La trasparenza della notte tinge di tenui colori pastello i neon delle case. Corpi sinuosi si affacciano temporanei al mio sguardo quasi furtivo, dalle finestre, avvolti nelle tende domestiche, ignari, o forse consapevoli. C'è un sottile piacere voyeristico nel pensare che qualche sconosciuto o sconosciuta dall'altro palazzo sta guardando verso di te: "è la situazione ideale", pensi per un attimo; hai la tentazione di spogliarti delle inibizioni e provare un erotismo orgiastico urbano, senza webcam, a portata d'aria. Poi ti rendi conto che sei riconoscibile, rintracciabile e l'energia pungente, prima motore di fantasie, si trasforma immediatamente in disagio e poi paura. Ti ritiri nei tuoi sogni rossi e neri, e la tua parte bambina osserva nervosa se nessuno abbia visto, se nessuno abbia giudicato.
E fuori da casa mia, ancora luci accese disegnano casuali colori su sfondo blu notte, la fotografia si compone davanti agli occhi, come sempre le meraviglie del mondo vanno però cercate, volute, annusate, assaggiate. Occorre andargli incontro come vecchi amici o come ammiratori solitari, come sillabe pronte ad entrare a far parte di un discorso, a dare un senso compiuto a quel pezzetto di esistenza che vivi, in quel momento, negli istanti che fuggono al tempo ma non alla memoria, non allo stupore.

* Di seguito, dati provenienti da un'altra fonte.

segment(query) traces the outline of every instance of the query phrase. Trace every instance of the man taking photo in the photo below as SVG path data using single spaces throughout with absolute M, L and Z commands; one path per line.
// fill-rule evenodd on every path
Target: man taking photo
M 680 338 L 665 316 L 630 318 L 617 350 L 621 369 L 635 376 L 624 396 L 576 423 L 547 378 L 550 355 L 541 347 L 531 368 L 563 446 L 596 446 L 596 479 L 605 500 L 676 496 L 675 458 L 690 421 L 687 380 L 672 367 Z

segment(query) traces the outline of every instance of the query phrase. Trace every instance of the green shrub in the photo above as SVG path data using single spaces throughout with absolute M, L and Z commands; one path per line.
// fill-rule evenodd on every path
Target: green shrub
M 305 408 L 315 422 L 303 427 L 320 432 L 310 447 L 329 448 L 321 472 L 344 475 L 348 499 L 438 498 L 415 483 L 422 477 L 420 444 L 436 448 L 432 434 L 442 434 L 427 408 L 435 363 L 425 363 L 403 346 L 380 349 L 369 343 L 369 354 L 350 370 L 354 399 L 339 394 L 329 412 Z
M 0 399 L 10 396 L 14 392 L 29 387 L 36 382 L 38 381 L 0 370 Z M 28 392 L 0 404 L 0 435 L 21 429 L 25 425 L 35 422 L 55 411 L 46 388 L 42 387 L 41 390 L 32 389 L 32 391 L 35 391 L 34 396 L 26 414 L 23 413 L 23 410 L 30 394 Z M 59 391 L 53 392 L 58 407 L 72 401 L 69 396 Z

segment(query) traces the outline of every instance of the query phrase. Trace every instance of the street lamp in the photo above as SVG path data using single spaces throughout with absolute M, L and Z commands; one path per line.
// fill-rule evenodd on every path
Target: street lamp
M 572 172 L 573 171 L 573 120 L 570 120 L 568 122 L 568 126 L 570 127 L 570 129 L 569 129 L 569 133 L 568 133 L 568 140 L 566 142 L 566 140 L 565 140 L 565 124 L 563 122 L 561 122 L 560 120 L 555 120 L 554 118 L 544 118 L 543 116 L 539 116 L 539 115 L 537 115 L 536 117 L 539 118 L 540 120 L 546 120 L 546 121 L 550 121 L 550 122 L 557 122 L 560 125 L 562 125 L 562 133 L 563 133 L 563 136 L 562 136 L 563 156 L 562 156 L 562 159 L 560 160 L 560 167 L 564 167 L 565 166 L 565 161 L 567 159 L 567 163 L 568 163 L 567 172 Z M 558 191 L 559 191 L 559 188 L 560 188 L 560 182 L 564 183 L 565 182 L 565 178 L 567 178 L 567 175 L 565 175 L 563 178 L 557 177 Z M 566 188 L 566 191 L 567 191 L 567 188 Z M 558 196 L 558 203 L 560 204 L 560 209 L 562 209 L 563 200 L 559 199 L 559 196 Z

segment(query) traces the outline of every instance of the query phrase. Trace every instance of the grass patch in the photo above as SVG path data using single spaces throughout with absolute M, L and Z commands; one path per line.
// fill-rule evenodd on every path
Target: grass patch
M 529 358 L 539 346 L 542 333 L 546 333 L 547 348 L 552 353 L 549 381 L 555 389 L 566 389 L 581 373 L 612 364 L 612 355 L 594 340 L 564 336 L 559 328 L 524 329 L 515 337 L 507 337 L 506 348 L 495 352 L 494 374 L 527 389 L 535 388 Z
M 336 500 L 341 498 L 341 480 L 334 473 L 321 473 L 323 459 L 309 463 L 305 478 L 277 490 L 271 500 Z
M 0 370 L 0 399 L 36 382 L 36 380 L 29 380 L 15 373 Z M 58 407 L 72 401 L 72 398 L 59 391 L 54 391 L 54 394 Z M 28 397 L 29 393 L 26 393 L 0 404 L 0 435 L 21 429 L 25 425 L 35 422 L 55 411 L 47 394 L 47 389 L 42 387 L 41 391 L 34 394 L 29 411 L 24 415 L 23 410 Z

Poi l'esperienza si chiude, come in se stessa, ad accudire il vissuto, come un'orchidea che racchiude la sua preda vitale per scomporla, per estrarne i pezzi che nutrono la crescita, che combinano le sinapsi e giocano tra la nostra mente. La conclusione è un altro fiore, di profumo e colore.
Di nuovo dalla notte spunta la speranza.